Recente schattingen van de International Air Transport Association -
de IATA - gaan uit van een gemiddelde groei van zes procent per jaar
tot en met 2008. Voor de verbinding tussen Europa en het verre Oosten
- een verbinding die voor Schiphol steeds belangrijker wordt - is dat
zelfs zeven procent. Mijn conclusie is dan ook dat een sterke positie
van Schiphol als vrachthub onmisbaar is voor een open en
internationaal georiënteerde economie als de onze. Anders prijst de BV
Nederland zichzelf uit de markt en dat willen we natuurlijk niet. Dáár
ligt dus van mij uit gezien het grote macro-economische belang van een
sterke luchtvrachtsector.
In de kern is dat ook het mainportverhaal uit de Nota Ruimte en de
Nota Mobiliteit. Het kabinet kiest vanuit economische motieven heel
duidelijk voor groei van de Mainport Schiphol, ook als vrachthub. Maar
dat moet wel gebeuren binnen de wettelijke normen voor geluid en
milieu en met oog voor de belangen van omwonenden en consumenten. En
er zijn natuurlijk ook financiële randvoorwaarden, bijvoorbeeld op het
terrein van infrastructuur. Als ik dat even naar mijn eigen
portefeuille vertaal: ik wil de randvoorwaarden voor de
luchtvaartsector zo gunstig mogelijk maken, gewoon omdat daar een
groot economisch belang mee is gediend.
Uit principe kies ik daarbij voor zoveel mogelijk liberalisering. Niet
alleen omdat ik als liberaal nu eenmaal geloof in vrije marktwerking,
maar ook omdat het een keuze is die zich bewezen heeft. Zonder
overdrijving denk ik dat we in het verleden groot zijn geworden door
in te haken en vooruit te lopen op de internationale trend naar meer
concurrentie. We waren bijvoorbeeld het eerste Europese land dat een
open skies overeenkomst sloot met de Verenigde Staten. En ook met de
fusie tussen KLM en Air France lopen we weer voorop. Dat was een
gedurfde stap, maar wel een stap die aansluit bij internationale
marktontwikkelingen. Daar moeten we dus mee doorgaan. De volgende
grote stap wordt wat mij betreft een open skies-overeenkomst tussen de
hele EU en de VS. Hopelijk lukt het nog dit jaar om een goed akkoord
te bereiken. Zo'n akkoord leidt er ongetwijfeld ook toe dat andere
markten, zoals Azië, zullen volgen. Maar daarmee loop ik al vooruit op
de plannen die de nieuwe Europese Commissie aan het maken is. In ieder
geval sta ik open voor verdere luchtvaartonderhandelingen in EU
verband, als die maar aantoonbaar leiden tot meer marktwerking.

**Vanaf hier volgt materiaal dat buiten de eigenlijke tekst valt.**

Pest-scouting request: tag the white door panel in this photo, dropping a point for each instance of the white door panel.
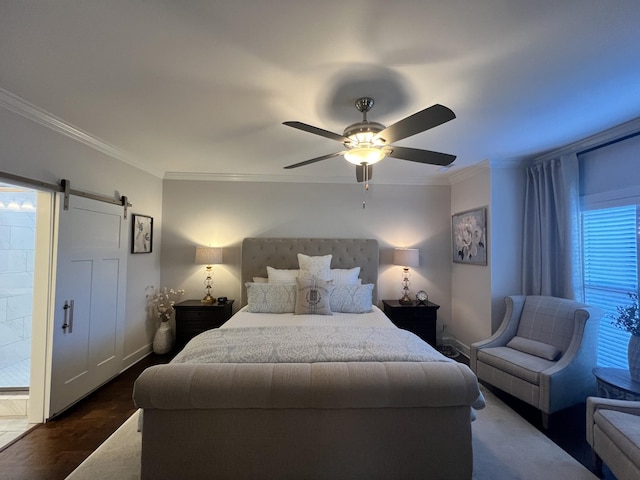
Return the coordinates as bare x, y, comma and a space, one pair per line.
87, 345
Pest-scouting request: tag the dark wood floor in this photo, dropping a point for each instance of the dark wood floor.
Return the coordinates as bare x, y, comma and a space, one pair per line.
53, 450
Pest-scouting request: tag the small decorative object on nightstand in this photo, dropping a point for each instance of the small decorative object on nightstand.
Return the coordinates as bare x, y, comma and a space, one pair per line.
194, 317
422, 298
419, 319
406, 257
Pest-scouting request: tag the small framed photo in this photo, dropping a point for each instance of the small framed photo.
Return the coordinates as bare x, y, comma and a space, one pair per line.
469, 236
142, 234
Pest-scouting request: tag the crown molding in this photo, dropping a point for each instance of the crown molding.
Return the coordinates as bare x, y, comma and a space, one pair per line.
18, 105
232, 177
468, 172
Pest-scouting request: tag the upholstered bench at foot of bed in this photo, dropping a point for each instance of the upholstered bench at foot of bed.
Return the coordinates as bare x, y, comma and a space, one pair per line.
322, 420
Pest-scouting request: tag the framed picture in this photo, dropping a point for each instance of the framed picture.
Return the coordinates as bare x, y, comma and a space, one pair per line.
142, 234
469, 236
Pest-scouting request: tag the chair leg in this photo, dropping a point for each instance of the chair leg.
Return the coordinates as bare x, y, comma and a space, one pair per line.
545, 420
597, 462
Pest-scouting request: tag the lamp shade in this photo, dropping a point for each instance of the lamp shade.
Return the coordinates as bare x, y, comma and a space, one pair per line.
208, 255
406, 257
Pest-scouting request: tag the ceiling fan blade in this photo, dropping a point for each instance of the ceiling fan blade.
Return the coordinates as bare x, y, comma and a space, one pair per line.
421, 156
416, 123
314, 160
318, 131
360, 173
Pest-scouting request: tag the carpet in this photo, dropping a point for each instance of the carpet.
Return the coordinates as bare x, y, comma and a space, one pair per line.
505, 447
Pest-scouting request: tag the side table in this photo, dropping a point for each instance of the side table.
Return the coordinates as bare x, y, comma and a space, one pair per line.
419, 319
194, 317
616, 383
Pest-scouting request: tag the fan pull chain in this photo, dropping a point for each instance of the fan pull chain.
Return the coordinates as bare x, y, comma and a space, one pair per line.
365, 174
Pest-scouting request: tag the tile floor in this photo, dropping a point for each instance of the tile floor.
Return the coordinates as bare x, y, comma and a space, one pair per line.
13, 417
15, 375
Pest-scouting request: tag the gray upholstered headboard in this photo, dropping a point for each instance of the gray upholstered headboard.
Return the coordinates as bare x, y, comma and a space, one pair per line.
258, 253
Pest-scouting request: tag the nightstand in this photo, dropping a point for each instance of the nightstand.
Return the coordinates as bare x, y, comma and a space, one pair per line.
194, 317
419, 319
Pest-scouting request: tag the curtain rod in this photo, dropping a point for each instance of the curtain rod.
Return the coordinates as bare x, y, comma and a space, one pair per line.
606, 144
65, 187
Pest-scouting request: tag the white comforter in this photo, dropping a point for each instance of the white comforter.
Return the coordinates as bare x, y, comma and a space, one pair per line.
304, 344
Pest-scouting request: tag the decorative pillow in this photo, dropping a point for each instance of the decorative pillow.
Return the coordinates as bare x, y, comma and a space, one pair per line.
352, 298
318, 267
271, 297
277, 275
313, 296
345, 276
539, 349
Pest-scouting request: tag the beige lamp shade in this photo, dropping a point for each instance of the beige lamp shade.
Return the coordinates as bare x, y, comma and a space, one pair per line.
406, 257
208, 255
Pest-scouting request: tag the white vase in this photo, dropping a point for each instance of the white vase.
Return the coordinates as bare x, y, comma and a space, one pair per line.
633, 356
163, 339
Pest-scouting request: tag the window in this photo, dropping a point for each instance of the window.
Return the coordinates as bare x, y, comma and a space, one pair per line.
610, 269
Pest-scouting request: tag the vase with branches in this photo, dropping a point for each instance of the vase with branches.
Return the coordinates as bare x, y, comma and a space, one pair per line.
161, 304
628, 318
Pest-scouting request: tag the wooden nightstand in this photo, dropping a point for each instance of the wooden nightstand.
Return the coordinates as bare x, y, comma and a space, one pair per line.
194, 317
419, 319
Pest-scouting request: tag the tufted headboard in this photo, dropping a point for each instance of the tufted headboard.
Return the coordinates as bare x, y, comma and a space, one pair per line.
258, 253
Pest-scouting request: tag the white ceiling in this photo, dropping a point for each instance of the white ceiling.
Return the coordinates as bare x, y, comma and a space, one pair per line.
202, 87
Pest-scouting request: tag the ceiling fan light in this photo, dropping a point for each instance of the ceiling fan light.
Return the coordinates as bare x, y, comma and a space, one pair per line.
367, 155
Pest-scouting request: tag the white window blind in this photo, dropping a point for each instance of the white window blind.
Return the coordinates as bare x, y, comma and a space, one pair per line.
610, 256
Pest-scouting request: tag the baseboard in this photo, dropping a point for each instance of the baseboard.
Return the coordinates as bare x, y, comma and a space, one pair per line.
136, 356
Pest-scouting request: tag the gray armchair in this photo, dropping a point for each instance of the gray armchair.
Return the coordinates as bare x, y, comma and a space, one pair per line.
613, 431
543, 352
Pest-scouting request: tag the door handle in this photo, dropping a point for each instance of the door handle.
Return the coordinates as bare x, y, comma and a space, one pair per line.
67, 326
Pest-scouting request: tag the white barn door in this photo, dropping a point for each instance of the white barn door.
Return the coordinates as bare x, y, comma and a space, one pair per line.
90, 289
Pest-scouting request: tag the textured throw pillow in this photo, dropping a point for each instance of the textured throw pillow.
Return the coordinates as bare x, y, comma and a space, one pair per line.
313, 296
271, 297
277, 275
539, 349
352, 298
345, 276
318, 267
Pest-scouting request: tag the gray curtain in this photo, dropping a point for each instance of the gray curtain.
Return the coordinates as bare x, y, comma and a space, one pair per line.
552, 259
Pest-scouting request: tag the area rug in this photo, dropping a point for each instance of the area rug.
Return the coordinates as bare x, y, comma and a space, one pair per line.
505, 447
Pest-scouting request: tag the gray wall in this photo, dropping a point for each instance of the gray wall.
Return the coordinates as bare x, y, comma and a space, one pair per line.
223, 213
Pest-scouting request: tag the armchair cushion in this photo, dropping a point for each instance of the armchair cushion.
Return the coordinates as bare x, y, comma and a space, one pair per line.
539, 349
623, 429
515, 362
544, 319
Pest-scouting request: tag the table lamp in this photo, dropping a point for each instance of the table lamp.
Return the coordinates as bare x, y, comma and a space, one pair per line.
208, 256
406, 257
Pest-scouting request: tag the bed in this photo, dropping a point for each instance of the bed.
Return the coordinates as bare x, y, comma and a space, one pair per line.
313, 394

Dames en heren, liberalisering en een sterke markt liggen volgens mij
dus in elkaars verlengde. Tegelijkertijd vraagt die keuze voor een
sterke markt ook om een sterke overheid die weet wat ze wil en daar
ook op stuurt. Dat klinkt natuurlijk paradoxaal. Maar er zijn nu
eenmaal milieu- en veiligheidsnormen die ik moet handhaven en ook het
aantal slots en de beschikbare geluidsruimte zijn beperkt. Als je dat
koppelt aan het macro-economische mainportverhaal in de nota's Ruimte
en Mobiliteit, dan kom je al snel op het punt waarop je moet zeggen:
`We are liberals, but we're no fools.' Of in rond Nederlands: al te
goed is buurmans gek. Als we namelijk blind gaan voor kwantiteit gaat
dat uiteindelijk altijd ten koste van de kwaliteit. En dat is
natuurlijk ook niet de bedoeling.
Hoe pakt dat in de praktijk uit? Het meest voor de hand liggende
voorbeeld is natuurlijk de discussie over de uitbreiding van de
vrachtrechten van Singapore Airlines Cargo op Schiphol. Dat speelde
ongeveer een jaar geleden. In principe paste het verzoek van Singapore
Airlines prima in het Nederlandse beleid. En het was ook goed voor de
positie van Schiphol als grote internationale vrachthub. Maar hoe
belangrijk groei ook is, de positie van onze eigen homecarriers KLM en
Martinair is dat ook. Bij mij komt dan al snel de vraag boven of het
niet beter is om te kiezen voor een bestaande partnermaatschappij van
KLM in Skyteam, zoals Korean Airlines. Daarmee sla je wellicht twee
vliegen in één klap: én groei op Schiphol, én versterking van KLM.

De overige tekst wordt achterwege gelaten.